Fraisier no pudo evitar un movimiento de admiración por la Cibot.

—Sí, vengo de parte de la señora presidenta de Marville, de su marido y de su hija, que se interesan por su salud; casualmente se han enterado de que estaba usted enfermo, y desearían ser ellos mismos quienes le cuidaran …Le ofrecen que se traslade a la propiedad de Marville para que allí pueda recobrar la salud; la señora vizcondesa Popinot, la pequeña Cécile a quien tanto quiere usted, sería su enfermera… ha sido ella quien le ha defendido ante su madre y quien le ha hecho reconocer el error que había cometido.

—Y mis herederos le envían —exclamó Pons indignado— dándole por guía al perito más hábil, al experto más entendido de París… ¡Ah! ¡Un golpe maestro! —siguió, prorrumpiendo en risas como un loco—. ¡Vienen a tasar mis cuadros, mis antigüedades, mis tabaqueras, mis miniaturas! ¡Pues adelante, tásenlo! Aquí tienen a un hombre que no sólo entiende en todo, sino que además puede comprarlo, porque es diez veces millonario… Mis queridos parientes no tendrán que esperar mucho para quedarse con mi herencia —dijo con profunda ironía—, me han dado el golpe de gracia… ¡Ah, señora Cibot! ¡Usted que dice ser mi madre, introduce aquí mientras duermo a los marchantes, a mi rival y a los Camusot…! ¡Fuera todos…!

Y el enfermo, sobrexcitado por la doble acción de la cólera y del miedo, se levantó como un descarnado esqueleto.

—Apóyese en mi brazo —dijo la Cibot, precipitándose sobre Pons para evitar que cayera—. Cálmese, estos señores ya se han ido.
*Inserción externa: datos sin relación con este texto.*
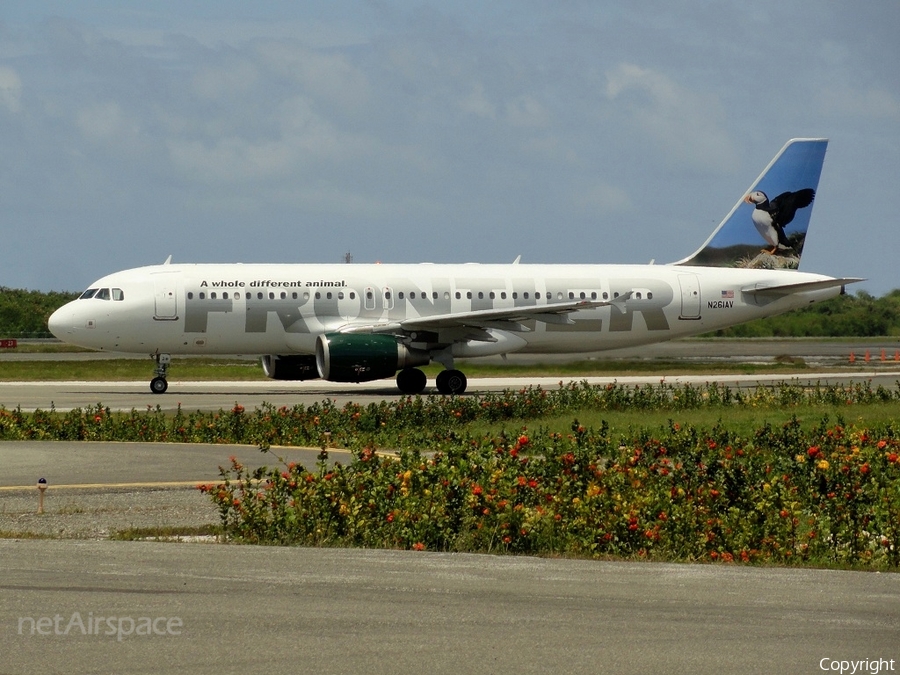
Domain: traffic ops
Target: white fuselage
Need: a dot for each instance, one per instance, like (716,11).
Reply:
(282,308)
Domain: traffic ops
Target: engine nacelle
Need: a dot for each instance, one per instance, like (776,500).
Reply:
(362,358)
(290,367)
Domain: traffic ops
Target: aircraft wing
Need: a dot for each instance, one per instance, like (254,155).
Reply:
(788,289)
(503,319)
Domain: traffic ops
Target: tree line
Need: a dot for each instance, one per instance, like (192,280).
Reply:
(24,314)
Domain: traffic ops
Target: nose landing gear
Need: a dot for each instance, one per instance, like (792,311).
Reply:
(159,384)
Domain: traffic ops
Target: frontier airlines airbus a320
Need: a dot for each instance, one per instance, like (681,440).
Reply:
(358,323)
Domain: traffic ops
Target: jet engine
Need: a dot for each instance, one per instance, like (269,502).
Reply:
(290,367)
(361,358)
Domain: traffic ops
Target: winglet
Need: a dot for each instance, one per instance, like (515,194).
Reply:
(743,237)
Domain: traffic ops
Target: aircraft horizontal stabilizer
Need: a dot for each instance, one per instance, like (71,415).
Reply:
(788,289)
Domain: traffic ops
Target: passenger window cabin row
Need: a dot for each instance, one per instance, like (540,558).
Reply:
(470,295)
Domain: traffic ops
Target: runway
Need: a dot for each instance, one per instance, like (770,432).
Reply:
(125,396)
(279,610)
(236,608)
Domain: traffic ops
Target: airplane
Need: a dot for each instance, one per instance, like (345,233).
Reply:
(366,322)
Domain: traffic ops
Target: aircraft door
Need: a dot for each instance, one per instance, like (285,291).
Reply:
(165,288)
(690,296)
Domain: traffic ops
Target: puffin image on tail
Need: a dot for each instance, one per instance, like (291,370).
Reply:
(771,217)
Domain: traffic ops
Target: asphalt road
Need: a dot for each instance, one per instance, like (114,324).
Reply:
(228,609)
(125,396)
(220,609)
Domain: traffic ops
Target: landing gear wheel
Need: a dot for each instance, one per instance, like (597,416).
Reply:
(411,381)
(159,384)
(451,382)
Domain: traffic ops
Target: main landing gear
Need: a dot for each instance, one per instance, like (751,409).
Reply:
(159,384)
(414,381)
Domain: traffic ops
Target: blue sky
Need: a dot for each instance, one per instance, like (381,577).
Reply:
(432,131)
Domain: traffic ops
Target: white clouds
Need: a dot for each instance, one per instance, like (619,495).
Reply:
(441,129)
(10,89)
(860,104)
(688,124)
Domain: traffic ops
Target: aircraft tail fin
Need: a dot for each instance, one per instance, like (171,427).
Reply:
(767,227)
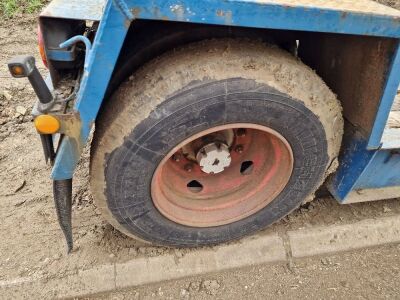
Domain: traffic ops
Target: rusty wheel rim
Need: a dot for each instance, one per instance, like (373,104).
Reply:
(260,168)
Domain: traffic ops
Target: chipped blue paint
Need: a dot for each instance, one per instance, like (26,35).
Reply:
(101,61)
(389,93)
(358,164)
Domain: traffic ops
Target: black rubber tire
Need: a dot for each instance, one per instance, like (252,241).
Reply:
(202,86)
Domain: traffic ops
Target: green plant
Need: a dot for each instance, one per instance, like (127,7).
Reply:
(8,8)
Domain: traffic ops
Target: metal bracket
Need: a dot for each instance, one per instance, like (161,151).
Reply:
(123,7)
(77,39)
(62,190)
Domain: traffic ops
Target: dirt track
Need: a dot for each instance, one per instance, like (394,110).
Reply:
(32,244)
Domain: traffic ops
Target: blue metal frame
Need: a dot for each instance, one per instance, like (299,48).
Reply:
(115,24)
(99,67)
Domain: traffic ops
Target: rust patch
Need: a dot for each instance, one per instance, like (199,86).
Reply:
(355,68)
(227,15)
(136,12)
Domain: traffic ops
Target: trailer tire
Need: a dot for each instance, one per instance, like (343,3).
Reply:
(197,87)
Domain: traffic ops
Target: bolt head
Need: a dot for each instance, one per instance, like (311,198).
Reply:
(241,132)
(239,149)
(176,157)
(188,167)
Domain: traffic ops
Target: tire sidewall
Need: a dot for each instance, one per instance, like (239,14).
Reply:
(203,105)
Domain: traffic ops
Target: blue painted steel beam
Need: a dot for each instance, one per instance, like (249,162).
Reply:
(101,61)
(115,24)
(259,14)
(389,94)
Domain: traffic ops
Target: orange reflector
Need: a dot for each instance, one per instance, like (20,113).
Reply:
(17,70)
(47,124)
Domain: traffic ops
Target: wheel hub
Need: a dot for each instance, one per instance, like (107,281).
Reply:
(222,175)
(214,158)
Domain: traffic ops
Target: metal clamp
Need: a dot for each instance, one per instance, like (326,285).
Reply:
(77,39)
(123,7)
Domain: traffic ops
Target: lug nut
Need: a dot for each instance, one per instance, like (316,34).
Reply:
(241,132)
(188,167)
(176,157)
(239,149)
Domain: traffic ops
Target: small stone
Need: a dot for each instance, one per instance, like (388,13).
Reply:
(133,252)
(386,209)
(21,110)
(194,286)
(345,284)
(326,261)
(6,95)
(211,287)
(20,186)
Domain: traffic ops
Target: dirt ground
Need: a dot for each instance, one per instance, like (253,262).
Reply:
(366,274)
(32,245)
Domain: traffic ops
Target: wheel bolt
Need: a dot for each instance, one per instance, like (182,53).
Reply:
(188,167)
(241,132)
(176,157)
(239,149)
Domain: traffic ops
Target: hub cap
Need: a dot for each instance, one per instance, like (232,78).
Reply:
(214,158)
(222,175)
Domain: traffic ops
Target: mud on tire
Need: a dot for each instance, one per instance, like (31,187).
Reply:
(194,88)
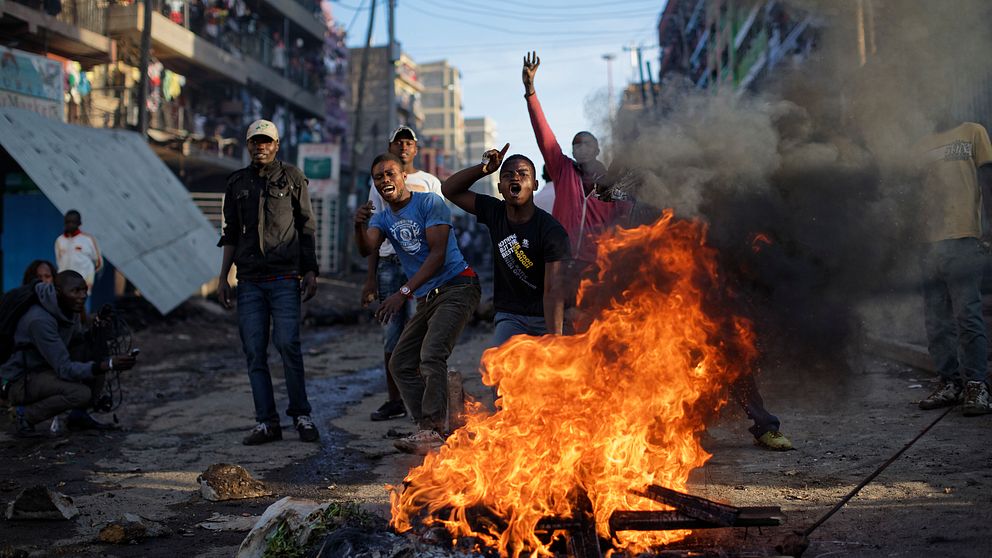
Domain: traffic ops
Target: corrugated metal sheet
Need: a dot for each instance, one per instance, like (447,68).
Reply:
(139,212)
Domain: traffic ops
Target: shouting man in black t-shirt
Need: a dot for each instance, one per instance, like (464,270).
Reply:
(529,245)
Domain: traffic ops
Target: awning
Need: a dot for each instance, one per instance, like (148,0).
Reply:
(139,212)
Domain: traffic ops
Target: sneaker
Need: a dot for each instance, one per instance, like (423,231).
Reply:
(421,442)
(306,428)
(390,410)
(774,440)
(947,394)
(263,433)
(976,399)
(84,421)
(23,428)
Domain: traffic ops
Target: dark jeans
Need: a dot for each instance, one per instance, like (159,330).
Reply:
(420,360)
(952,307)
(390,277)
(259,304)
(44,395)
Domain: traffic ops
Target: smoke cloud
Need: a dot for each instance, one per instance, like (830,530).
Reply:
(808,186)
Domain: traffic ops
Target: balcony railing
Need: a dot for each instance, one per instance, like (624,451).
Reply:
(243,36)
(88,14)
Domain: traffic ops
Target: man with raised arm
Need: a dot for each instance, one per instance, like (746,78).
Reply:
(529,246)
(447,291)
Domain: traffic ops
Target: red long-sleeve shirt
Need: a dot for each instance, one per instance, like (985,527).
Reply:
(569,194)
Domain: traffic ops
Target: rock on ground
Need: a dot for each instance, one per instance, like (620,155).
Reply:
(130,528)
(223,481)
(38,502)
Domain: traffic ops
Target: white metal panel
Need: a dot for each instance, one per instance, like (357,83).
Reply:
(141,215)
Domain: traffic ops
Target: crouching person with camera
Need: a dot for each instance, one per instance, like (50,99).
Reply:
(40,379)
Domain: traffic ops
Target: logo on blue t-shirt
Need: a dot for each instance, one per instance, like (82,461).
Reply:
(407,233)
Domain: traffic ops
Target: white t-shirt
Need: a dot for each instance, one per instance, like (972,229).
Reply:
(545,197)
(419,181)
(79,253)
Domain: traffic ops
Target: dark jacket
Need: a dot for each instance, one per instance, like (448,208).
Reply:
(269,221)
(43,337)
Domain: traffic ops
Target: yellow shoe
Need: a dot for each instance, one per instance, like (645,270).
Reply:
(775,441)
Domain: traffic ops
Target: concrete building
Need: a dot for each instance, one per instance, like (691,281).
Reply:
(444,125)
(375,118)
(730,43)
(211,73)
(480,135)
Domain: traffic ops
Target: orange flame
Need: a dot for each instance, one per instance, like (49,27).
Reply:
(610,410)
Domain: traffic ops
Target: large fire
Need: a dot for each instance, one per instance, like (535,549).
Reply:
(608,411)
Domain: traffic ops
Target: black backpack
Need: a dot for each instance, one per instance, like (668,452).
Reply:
(14,304)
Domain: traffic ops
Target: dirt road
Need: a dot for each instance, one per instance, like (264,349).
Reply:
(188,405)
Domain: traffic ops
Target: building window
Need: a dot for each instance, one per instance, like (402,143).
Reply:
(434,121)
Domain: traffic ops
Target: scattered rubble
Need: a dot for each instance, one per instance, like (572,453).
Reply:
(131,528)
(223,481)
(292,525)
(221,522)
(38,502)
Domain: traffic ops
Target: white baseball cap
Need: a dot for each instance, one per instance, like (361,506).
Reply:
(263,128)
(403,130)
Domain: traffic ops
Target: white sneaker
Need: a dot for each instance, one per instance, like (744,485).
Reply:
(421,442)
(947,394)
(976,399)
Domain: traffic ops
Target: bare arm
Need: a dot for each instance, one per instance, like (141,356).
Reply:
(546,141)
(456,187)
(368,240)
(437,243)
(554,298)
(985,183)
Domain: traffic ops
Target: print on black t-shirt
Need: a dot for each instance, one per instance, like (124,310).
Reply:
(519,254)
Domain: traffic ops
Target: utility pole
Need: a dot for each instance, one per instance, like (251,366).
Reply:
(394,58)
(640,71)
(609,80)
(654,91)
(146,47)
(356,136)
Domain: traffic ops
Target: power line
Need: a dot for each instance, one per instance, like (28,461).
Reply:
(566,17)
(353,18)
(584,33)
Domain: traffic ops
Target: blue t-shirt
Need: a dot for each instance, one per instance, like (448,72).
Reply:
(407,231)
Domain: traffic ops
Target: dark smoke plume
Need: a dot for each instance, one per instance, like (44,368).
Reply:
(808,186)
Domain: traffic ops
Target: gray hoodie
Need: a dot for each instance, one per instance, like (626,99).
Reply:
(42,335)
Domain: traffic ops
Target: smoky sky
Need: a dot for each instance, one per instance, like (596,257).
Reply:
(808,182)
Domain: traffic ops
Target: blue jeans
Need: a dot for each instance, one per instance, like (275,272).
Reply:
(278,303)
(508,325)
(952,308)
(390,277)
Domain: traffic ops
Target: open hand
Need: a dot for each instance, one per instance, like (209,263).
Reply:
(492,159)
(531,63)
(224,292)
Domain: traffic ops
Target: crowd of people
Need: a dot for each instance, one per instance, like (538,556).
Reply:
(426,289)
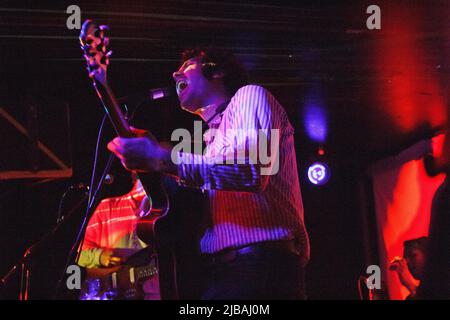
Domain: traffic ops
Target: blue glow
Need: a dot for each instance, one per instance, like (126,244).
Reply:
(318,173)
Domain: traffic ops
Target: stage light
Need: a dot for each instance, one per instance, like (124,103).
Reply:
(318,173)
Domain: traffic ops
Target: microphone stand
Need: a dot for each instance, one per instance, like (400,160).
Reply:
(24,261)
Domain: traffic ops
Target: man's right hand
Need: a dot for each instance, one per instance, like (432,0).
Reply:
(107,259)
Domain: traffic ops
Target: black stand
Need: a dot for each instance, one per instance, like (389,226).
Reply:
(24,262)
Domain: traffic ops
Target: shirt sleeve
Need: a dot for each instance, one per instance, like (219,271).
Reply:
(245,152)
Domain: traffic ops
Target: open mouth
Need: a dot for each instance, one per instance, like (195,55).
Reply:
(181,85)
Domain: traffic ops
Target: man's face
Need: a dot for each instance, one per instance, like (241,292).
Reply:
(416,263)
(192,86)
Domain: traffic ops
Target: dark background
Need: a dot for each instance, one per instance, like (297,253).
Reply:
(378,91)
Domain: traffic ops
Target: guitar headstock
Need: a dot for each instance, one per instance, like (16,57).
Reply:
(94,43)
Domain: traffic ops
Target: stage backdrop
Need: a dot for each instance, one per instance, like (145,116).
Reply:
(403,193)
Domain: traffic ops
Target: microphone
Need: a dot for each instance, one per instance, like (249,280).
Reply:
(150,95)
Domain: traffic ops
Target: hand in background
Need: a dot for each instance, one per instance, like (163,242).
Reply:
(399,265)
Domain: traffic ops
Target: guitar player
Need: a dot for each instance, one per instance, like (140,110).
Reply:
(254,239)
(111,238)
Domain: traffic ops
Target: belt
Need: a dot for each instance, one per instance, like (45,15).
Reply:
(227,255)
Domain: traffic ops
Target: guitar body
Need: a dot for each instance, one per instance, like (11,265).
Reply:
(162,227)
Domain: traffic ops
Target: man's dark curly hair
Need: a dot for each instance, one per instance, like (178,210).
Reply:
(216,60)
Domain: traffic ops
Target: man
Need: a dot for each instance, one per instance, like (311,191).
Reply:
(111,238)
(410,268)
(254,238)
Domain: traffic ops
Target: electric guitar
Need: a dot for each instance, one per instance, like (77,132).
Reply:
(94,43)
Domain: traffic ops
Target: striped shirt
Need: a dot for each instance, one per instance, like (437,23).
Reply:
(113,226)
(250,201)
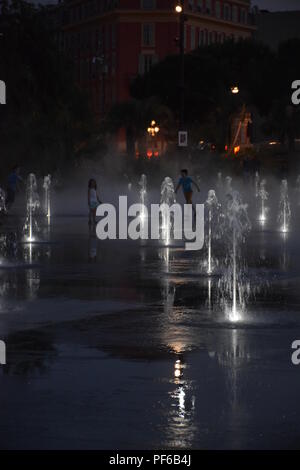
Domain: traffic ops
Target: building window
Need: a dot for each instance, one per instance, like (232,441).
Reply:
(201,38)
(148,34)
(193,38)
(227,15)
(200,5)
(113,36)
(208,6)
(234,13)
(148,4)
(146,62)
(243,16)
(218,9)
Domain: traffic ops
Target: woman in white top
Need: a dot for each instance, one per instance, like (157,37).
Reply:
(93,201)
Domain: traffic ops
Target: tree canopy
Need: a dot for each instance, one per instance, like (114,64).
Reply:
(47,117)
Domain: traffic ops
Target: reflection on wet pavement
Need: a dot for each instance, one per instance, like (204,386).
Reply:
(125,345)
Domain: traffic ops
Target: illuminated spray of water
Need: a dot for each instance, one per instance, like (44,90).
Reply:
(263,195)
(47,191)
(284,215)
(167,198)
(232,286)
(32,205)
(143,196)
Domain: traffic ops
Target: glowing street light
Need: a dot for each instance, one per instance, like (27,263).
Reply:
(153,129)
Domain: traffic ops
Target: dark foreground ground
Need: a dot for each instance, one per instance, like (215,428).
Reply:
(92,347)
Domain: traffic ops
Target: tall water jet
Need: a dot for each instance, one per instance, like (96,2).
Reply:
(263,195)
(143,196)
(167,198)
(284,215)
(213,208)
(238,224)
(228,185)
(219,183)
(32,204)
(47,202)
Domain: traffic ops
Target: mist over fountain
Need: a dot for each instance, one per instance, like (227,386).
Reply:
(32,205)
(284,215)
(167,198)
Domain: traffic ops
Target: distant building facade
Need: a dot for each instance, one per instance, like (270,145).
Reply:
(112,41)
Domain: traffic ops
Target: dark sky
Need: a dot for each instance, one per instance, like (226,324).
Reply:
(277,4)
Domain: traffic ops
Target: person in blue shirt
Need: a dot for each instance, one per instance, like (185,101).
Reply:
(12,185)
(186,183)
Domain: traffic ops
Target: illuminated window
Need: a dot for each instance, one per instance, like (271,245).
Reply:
(227,12)
(208,7)
(243,16)
(200,5)
(148,4)
(148,34)
(235,13)
(193,37)
(146,62)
—¡Quiero ver el salón…! —dijo el moribundo.

La Cibot indicó por señas a los otros tres cuervos que levantaran el vuelo; luego, cogió a Pons, lo levantó como una pluma y lo volvió a acostar, a pesar de sus gritos. Al ver al desgraciado coleccionista completamente agotado, fue a cerrar la puerta del piso. Los tres verdugos de Pons estaban aún en el rellano, y cuando la Cibot les vio, les dijo que la esperaran, mientras oía las palabras que Fraisier dirigía a Magus:

—Escríbame una carta firmada por los dos, comprometiéndose a pagar novecientos mil francos al contado por la colección del señor Pons, y haremos lo posible para que puedan hacer un buen negocio.

Luego pronunció una frase al oído de la Cibot, una sola frase que nadie pudo oír, y bajó a la portería junto con los dos comerciantes.